The problem has only continued to increase over the last few years. The introduction of synthetic opioids created an entirely new problem and added to the already discouraging number of overdoses. Common synthetic opioids include:

• Hydrocodone

• Oxycodone

• Oxymorphone

• Hydromorphone

These synthetic drugs are designed to mimic the effects of opioids. Not only do these drugs create the same risk of opioid overdose, there is a higher risk of contamination with these drugs vs. naturally occurring opioids such as heroin. Despite how much harm addiction causes, plenty of corrupt people see this as a business opportunity. This has resulted in illegal traffickers producing synthetic opioids with no health standards or guidelines, creating chaos in regard to what is available on the market.

By 2017, the opioid crisis had become a widespread concern for people throughout the United States. According to research, it is now more likely for an American to die from a drug-related opioid overdose than a car accident. To change these numbers, taking action is a must.
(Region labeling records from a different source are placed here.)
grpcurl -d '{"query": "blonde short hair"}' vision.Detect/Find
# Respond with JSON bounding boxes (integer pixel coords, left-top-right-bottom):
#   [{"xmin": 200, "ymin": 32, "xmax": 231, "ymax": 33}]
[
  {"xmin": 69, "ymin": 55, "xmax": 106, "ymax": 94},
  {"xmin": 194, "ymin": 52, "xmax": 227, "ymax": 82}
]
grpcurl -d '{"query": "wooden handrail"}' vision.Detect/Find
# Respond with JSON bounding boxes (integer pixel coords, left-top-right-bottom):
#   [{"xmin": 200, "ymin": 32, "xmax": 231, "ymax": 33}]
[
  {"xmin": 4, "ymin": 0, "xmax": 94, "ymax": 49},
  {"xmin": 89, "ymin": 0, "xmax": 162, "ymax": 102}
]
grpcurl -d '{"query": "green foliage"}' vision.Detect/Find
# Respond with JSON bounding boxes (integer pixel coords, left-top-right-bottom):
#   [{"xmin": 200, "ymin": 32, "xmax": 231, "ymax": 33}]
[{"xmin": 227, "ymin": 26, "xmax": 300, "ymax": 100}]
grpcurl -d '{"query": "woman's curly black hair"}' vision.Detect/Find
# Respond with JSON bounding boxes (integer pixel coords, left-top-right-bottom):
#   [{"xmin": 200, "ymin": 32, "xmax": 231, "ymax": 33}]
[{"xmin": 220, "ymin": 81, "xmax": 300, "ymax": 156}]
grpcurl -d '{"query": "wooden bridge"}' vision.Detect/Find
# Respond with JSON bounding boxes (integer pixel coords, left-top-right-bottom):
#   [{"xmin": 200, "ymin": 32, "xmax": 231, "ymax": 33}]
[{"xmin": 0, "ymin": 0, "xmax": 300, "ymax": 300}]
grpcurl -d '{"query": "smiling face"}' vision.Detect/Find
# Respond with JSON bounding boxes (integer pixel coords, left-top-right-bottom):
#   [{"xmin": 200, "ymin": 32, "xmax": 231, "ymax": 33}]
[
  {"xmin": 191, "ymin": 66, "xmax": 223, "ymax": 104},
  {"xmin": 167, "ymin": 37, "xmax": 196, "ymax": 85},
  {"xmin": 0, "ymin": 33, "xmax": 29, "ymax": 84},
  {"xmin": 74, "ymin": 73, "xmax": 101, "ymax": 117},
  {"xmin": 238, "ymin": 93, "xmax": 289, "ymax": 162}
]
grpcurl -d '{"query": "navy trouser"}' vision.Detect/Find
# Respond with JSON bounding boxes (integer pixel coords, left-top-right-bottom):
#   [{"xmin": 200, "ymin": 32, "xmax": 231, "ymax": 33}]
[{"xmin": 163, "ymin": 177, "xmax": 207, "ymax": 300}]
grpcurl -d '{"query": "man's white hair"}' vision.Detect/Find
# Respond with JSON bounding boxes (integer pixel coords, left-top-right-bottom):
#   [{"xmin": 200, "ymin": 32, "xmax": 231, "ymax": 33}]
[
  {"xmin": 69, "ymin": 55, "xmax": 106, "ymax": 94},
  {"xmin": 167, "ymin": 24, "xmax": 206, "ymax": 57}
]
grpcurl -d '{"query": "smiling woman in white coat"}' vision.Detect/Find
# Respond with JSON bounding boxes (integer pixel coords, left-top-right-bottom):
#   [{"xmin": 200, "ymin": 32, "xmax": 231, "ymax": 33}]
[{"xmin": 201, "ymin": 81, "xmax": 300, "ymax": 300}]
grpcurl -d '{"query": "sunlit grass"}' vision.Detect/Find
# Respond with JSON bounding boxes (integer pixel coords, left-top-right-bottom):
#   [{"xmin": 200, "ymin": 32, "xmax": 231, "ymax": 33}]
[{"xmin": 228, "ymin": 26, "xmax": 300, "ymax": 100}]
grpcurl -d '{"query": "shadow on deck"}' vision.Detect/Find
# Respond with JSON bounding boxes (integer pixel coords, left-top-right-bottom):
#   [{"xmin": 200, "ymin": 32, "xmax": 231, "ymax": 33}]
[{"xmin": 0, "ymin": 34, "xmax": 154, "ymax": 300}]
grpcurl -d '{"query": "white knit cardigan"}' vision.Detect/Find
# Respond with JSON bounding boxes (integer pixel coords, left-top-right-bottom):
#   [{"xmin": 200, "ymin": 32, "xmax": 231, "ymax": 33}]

The Epidemic Impacts Everyone

Addiction to opioids knows no prejudices. People of all walks of life have been impacted by the horrors that this disease can bring. Years ago, it was of popular opinion that drug addiction only affected impoverished communities. In truth, anyone can fall under the power of opioids. This crisis goes beyond political affiliation, race, income, religious beliefs, sexual orientation, gender and every other trait that defines a person. If you haven’t been personally touched by this crisis, it is highly likely that you know someone who has.

When political commentator and television personality Eric Bolling lost his son to this epidemic in 2017, he wanted to do something to help others struggling with addiction. He founded JanOne as a way of taking an active part in finding a solution to a problem that is plaguing people from Maine to California.

Fighting Back

In order for opioid overdoses to become a tragedy of the past, people from all sectors need to take action and make serious changes. The health care industry has started to address these concerns in some ways, with a number of practitioners using extra scrutiny when writing prescriptions. Law enforcement has also attempted to crack down on drug rings and labs where synthetic drugs are manufactured. While these are excellent advancements, there is much more to the problem than controlling where the drugs come from.

People become vulnerable to addiction for various reasons. Many psychologists have stated that there may be a connection between addiction and psychological ailments such as depression. A focus on mental health may be key to help those at risk for becoming addicted to opioids. As doctors and scientists continue to study this epidemic, they uncover more information on where the problem originates within a person and how best to address it.

The opioid crisis has been growing steadily for many years. While it can seem like a frightening problem without a clear solution, there are positive changes being made. Stay educated and learn the best ways that you can take action to help those suffering from addiction.